Anzi di più, perché essendo poi veneziano di nascita, è riuscito a stabilire col pianista conterraneo Pietro De Maria, un’importante concordia di intenti, testimoniata da un’esecuzione di buona omogeneità e coerenza, riscontrabile nell’ottima identità dei fraseggi e dei colori (anche se non sempre colti), come nella comune tendenza a contenere i contrasti dinamici in una dimensione più atmosferica che drammatica.
I due interpreti hanno puntato ad un Brahms classicheggiante, nel quale il tono diffuso di elegante lirismo ha prevalso spesso sulla foga oratoria, e la massiccia monumentalità architettonica del pezzo è stata sostituita da un atteggiamento di prevalente introspezione. Questa impostazione ha dominato con successo nel Concerto n ° 2 in si bemolle maggiore, che è apparso smussato nei contrasti e alleggerito nei volumi. In questo caso il momento più riuscito ci è parso bene individuato nell’Allegretto grazioso finale, restituito con incantevole trasparenza anche grazie al superbo pianismo di De Maria.
Invero non si poteva pretendere di più, viste le contenute prove di preparazione, comunque all’irreprensibile qualità tecnica, che abbiamo ammirato, ha offerto un contributo determinante l’Orchestra areniana, con splendidi interventi delle prime parti, fra cui hanno particolarmente spiccato quelle dei corni (Paolo Armato) e dei violoncelli (Sara Airoldi).

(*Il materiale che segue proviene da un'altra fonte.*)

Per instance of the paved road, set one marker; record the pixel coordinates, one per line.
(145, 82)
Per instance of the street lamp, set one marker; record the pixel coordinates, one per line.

Ci pare abbia voluto poi guardare a Schumann, la lettura che Ommassini ha dato della Terza Sinfonia, per la fresca trasparenza e la costante instabilità timbrica che regola il dipanarsi del discorso. La rinuncia del direttore alla morbida voluttuosità di tante celebri esecuzioni del passato, è stata comunque compensata da una incredibile varietà di atteggiamenti espressivi all’interno di un arco tanto sottilmente diversificato, quanto in realtà teso e compatto.
Un Brahms, insomma, che si è fatto ascoltare con interesse per il taglio interpretativi originale impresso dagli interpreti. Successo e ben dieci chiamate in proscenio per la splendida prestazione di De Maria che ha offerto due incantevoli bis, un Improvviso di Schubert ed un Intermezzo di Brahms.